3 No Other Terms and Conditions. Collax does not accept any terms and conditions which deviate from these Conditions, except if such terms and conditions have been expressly accepted by Collax.

4 Any quotations which Collax may provide shall not be binding on Collax.

5 Confidentiality. The parties mutually agree to keep all technical and commercial information received from the respective other party strictly confidential and to refrain from using any such confidential information except as strictly required performing the Contract. Only information which the recipient can show was already published or known to it at the time of disclosure or that was published later without the fault of the recipient shall be exempted from this clause. The parties guarantee that their respective employees, consultants and subcontractors comply with the secrecy obligation under this clause during and after their relationship with the party concerned. The recipient shall notify the owner of any confidential information in the event that it becomes aware that information which the respective other party regards as confidential has become publicly known, or if notes or media containing such confidential information are lost, or if it deems itself legally obliged to provide confidential information to any third party, including courts of law or government entities. This confidentiality clause shall remain in force even after termination of the Contract.

6 Amendments of these Conditions or Recurrent Fees may be made by Collax unilaterally with proactive effect during the life of a Contract as follows:

6.1 Collax shall be entitled to amend these Conditions or any recurrent fees by unilateral notice with proactive effect, observing three months notice with effect to the end of an agreed minimum contract term or any other date on which Collax could alternatively terminate the Contract in accordance with its terms.

In such case the Customer shall have the right to withdraw from the Contract by unilateral notice, observing one month notice with effect to the effective date of the proposed amendment. Where Customer does not exercise this right, the amendment shall become effective.

The amendment shall apply to future supplies and services under Contracts providing for continuous or recurrent performance such as Support Contracts or limited term licenses only, pre-existing perpetual licenses shall not be affected by such amendment.

6.2 Notwithstanding Sec. 6.1, Collax shall also have the right to modify any recurrent fees agreed for the provision of Support or other services upon three months' notice with effect to the end of any calendar month, if and to the extent that the cost of Collax's staff in charge of providing such services and/or the costs of materials and services reflected in such fee increase. If the increase should be higher than 10% within one calendar year, the Customer shall be entitled to give notice of termination of the Contract providing for such recurrent fee, irrespective of any minimum term which may have been agreed, observing one month notice with effect to the effective date of the proposed amendment. Where Customer does not exercise this right, the amendment shall become effective.

7. Notices. Any notices, declarations or waivers which may be declared or made pursuant to the Contract or these Conditions shall be valid only if they are in text form.

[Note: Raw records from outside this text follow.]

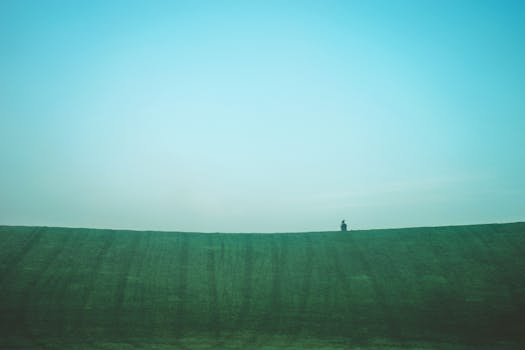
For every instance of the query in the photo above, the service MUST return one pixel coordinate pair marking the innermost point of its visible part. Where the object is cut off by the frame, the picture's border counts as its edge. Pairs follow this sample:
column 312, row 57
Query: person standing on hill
column 343, row 226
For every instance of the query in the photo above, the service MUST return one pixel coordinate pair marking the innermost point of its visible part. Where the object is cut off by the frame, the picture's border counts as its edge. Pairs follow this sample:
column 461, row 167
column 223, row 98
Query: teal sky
column 261, row 116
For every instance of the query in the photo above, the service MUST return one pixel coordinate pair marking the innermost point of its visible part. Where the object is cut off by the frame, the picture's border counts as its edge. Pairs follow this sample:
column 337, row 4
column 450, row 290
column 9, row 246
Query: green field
column 457, row 287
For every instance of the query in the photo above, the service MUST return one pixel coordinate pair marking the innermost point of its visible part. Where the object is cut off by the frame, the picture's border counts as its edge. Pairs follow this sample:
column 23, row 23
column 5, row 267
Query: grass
column 458, row 287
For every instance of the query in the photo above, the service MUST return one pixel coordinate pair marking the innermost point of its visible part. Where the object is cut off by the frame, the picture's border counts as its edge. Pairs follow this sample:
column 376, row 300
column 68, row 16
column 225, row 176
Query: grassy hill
column 457, row 287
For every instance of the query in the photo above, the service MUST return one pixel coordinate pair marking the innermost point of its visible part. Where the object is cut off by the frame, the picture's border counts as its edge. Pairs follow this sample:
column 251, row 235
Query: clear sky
column 261, row 116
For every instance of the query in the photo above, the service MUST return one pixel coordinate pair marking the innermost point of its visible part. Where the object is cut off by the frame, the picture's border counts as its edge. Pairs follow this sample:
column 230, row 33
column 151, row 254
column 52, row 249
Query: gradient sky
column 261, row 116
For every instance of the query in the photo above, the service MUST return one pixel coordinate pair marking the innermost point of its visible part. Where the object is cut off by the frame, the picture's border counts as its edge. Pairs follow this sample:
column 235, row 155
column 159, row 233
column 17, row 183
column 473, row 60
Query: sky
column 261, row 116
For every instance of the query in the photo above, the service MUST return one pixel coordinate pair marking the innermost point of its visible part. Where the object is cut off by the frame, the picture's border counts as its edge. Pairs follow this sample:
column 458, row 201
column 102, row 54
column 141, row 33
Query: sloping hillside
column 419, row 288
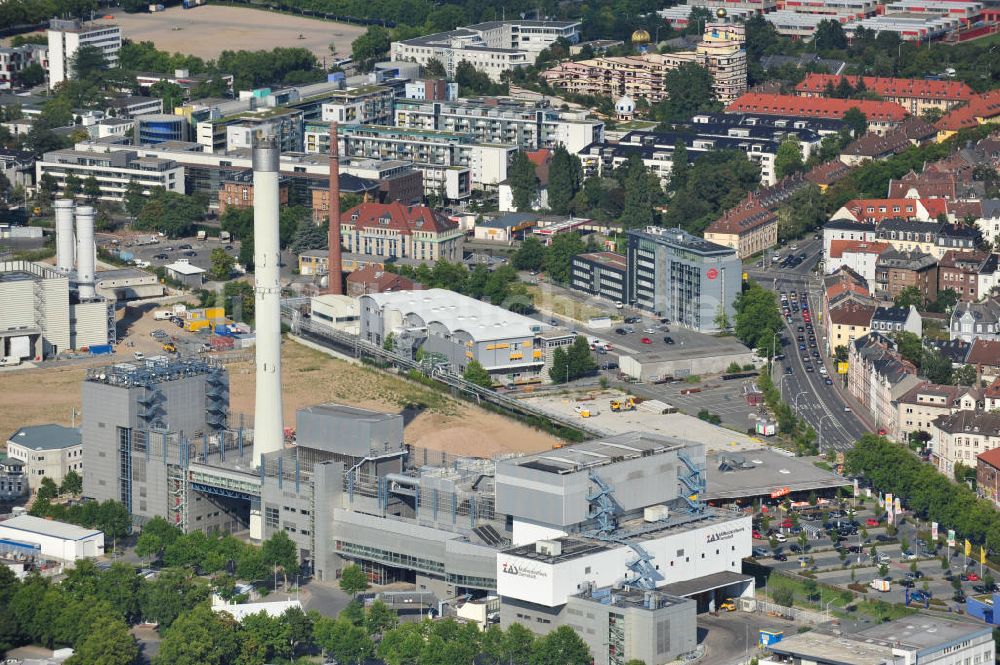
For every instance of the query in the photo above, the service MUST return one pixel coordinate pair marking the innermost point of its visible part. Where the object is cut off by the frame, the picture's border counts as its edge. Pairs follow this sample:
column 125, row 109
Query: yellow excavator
column 626, row 404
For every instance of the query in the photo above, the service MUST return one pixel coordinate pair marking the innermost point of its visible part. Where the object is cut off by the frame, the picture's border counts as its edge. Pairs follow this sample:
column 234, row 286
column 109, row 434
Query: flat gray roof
column 704, row 583
column 920, row 632
column 46, row 437
column 769, row 471
column 42, row 527
column 345, row 411
column 589, row 454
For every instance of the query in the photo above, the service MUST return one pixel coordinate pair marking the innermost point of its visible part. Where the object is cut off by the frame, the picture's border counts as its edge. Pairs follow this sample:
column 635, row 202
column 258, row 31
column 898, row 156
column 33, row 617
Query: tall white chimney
column 64, row 235
column 85, row 252
column 268, row 432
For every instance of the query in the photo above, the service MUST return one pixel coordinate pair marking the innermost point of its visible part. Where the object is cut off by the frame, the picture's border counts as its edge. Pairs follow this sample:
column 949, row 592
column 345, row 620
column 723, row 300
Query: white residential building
column 492, row 47
column 113, row 171
column 48, row 451
column 67, row 36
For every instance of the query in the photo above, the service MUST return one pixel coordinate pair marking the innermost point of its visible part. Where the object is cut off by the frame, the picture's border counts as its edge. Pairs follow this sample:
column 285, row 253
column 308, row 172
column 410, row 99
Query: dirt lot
column 434, row 420
column 439, row 423
column 209, row 30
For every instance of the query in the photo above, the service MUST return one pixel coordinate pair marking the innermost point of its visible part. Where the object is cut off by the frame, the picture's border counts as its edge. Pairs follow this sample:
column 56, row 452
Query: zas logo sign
column 522, row 571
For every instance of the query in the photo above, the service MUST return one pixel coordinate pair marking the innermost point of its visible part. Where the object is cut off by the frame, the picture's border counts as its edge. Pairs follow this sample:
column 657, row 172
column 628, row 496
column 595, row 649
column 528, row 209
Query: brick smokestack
column 335, row 263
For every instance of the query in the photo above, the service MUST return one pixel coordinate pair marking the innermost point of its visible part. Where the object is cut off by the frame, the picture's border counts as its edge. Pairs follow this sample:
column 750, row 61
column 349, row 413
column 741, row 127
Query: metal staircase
column 692, row 483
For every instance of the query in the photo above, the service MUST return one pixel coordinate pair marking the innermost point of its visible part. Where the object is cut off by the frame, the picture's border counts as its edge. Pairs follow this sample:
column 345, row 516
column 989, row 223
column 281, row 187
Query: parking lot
column 832, row 568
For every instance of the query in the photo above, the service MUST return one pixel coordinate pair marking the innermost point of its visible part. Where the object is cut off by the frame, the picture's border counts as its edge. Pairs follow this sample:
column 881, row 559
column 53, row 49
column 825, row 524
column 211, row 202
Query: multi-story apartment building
column 493, row 47
column 603, row 274
column 451, row 162
column 976, row 320
column 959, row 271
column 656, row 149
column 962, row 437
column 926, row 402
column 915, row 95
column 750, row 227
column 67, row 36
column 47, row 451
column 895, row 271
column 14, row 59
column 882, row 116
column 369, row 105
column 721, row 51
column 877, row 377
column 113, row 171
column 847, row 322
column 530, row 126
column 689, row 280
column 394, row 230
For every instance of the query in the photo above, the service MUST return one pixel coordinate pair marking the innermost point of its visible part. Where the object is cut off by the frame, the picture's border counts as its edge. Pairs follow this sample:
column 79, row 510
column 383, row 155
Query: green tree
column 757, row 316
column 788, row 159
column 856, row 121
column 135, row 198
column 47, row 490
column 830, row 36
column 199, row 637
column 72, row 186
column 108, row 642
column 477, row 374
column 171, row 94
column 279, row 550
column 565, row 180
column 680, row 167
column 579, row 359
column 559, row 371
column 691, row 90
column 523, row 182
column 530, row 255
column 560, row 647
column 559, row 255
column 343, row 641
column 370, row 46
column 909, row 295
column 353, row 580
column 72, row 483
column 238, row 297
column 30, row 76
column 642, row 194
column 88, row 63
column 222, row 264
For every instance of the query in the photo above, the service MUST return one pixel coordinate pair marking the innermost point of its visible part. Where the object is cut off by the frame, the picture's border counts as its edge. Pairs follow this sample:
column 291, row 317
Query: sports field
column 209, row 30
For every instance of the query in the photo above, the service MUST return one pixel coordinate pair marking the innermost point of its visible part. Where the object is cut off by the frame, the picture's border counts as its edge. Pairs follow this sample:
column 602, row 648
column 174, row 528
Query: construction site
column 613, row 531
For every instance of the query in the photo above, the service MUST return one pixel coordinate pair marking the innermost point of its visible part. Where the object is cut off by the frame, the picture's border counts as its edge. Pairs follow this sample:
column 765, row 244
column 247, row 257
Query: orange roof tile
column 887, row 86
column 986, row 105
column 817, row 107
column 402, row 218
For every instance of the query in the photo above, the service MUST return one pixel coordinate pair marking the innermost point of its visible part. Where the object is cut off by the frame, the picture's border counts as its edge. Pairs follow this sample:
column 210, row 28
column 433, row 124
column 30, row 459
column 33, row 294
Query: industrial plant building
column 686, row 279
column 511, row 347
column 47, row 451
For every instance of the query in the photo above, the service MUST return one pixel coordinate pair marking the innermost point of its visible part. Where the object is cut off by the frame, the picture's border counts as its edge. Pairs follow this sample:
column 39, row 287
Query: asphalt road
column 818, row 403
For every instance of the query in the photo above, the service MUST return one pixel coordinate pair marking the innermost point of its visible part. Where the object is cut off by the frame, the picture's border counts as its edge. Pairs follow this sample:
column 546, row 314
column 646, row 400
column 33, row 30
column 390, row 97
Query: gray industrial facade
column 682, row 277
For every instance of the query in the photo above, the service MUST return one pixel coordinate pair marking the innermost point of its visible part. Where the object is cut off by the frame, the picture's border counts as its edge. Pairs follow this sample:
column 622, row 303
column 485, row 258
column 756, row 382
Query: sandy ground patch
column 434, row 420
column 209, row 30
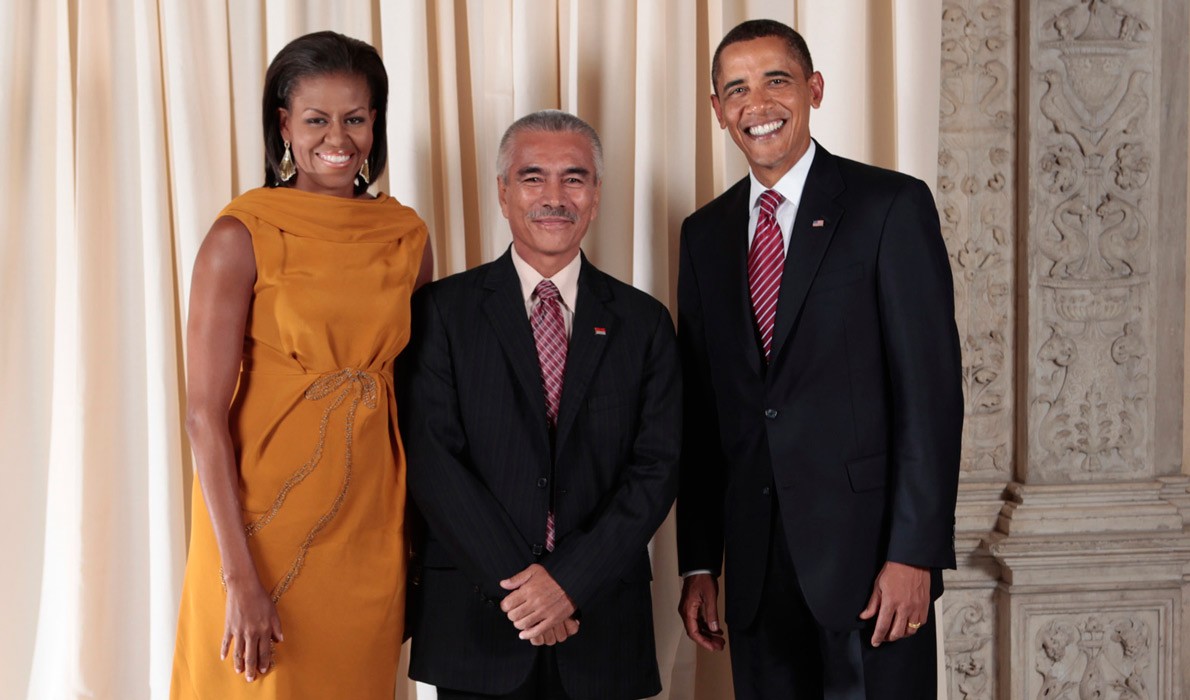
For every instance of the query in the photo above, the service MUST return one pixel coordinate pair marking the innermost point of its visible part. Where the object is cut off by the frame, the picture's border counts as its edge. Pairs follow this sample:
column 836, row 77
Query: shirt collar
column 790, row 185
column 565, row 280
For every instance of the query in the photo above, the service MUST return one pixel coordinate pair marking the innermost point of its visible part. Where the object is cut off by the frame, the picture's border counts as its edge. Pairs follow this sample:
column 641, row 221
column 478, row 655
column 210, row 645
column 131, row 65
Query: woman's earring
column 286, row 169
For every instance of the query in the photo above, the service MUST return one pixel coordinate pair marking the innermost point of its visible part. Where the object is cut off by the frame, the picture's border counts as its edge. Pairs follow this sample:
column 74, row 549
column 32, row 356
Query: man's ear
column 719, row 110
column 816, row 86
column 502, row 194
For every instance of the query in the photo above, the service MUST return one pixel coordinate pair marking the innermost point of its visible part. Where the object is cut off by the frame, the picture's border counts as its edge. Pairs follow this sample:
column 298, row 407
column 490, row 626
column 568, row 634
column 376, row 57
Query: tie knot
column 770, row 199
column 546, row 291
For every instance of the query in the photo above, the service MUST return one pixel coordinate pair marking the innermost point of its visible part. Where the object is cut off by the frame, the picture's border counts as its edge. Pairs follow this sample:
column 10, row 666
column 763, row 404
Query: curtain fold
column 132, row 123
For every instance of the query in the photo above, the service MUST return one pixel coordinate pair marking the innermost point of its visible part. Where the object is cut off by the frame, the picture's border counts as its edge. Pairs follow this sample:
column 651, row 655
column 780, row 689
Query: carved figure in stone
column 1128, row 347
column 1121, row 238
column 975, row 79
column 1093, row 658
column 1058, row 349
column 1066, row 243
column 1057, row 107
column 968, row 650
column 1132, row 167
column 1057, row 167
column 1091, row 20
column 983, row 356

8. No Assignment. The Customer shall not be entitled to assign its rights under the Contract - except for claims for payment - to any third party without Collax’ prior written consent, which consent shall not be unreasonably withheld.

9. Severability. Should one or more of the provisions of the Contract or these Conditions be or become invalid or unenforceable, the validity and enforceability of the other provisions hereof shall not be affected.

10. Place of performance shall be at Ismaning near Munich, Germany.

11. Governing Law. The Contract and these Conditions shall be subject to the laws of the Federal Republic of Germany with the exception of the UN Sales Convention (CISG).

12. Jurisdiction. All disputes arising under or in connection with Contract and/or these Conditions shall be submitted exclusively to the courts having general jurisdiction at the corporate seat of Collax to the extent that the Customer is a commercial entity or a public law corporation, or a public law fund or trust. The Customer hereby submits expressly to the jurisdiction of such courts. The same shall apply if, at the time the claim is brought, the Customer’s domicile is not in Germany or not known. Collax shall in any event be entitled, at its discretion, alternatively to take legal action against the Customer in the courts having general personal jurisdiction over the Customer.

b TERMS OF DELIVERY AND PAYMENT

13. Terms of Delivery. All Deliverables shall be delivered ex works Osterholz-Scharmbeck, Germany, Incoterms 2000. The prices quoted by Collax shall be deemed agreed on the same basis, and, unless otherwise agreed, Collax will arrange for shipping, packaging and insurance at the Customer's expense.

14. No delivery date shall be binding on Collax unless it has been expressly confirmed as "binding" and the Customer has complied fully with all of its responsibilities regarding the delivery. Time shall not be regarded to be of the essence except if expressly agreed.

15. Collax reserves the right to make partial deliveries.

16. Collax’ obligation to deliver any Deliverables shall be subject to the condition precedent that Collax shall have been supplied correctly and in due time by its suppliers.

17. Acceptance. Any Deliverables delivered and installed by Collax, and legally requiring acceptance under the Contract or statutory law, shall be accepted by the Customer within two weeks from installation in the presence of representatives of Collax, provided the Deliverable essentially complies with the specifications agreed between the parties. The Customer shall confirm the acceptance in writing. Prior to delivery of the acceptance certificate to Collax, the Customer shall refrain from using the Deliverable. In the event that the Customer uses the Deliverable prior to delivery of the acceptance certificate to Collax, such use shall be regarded as acceptance.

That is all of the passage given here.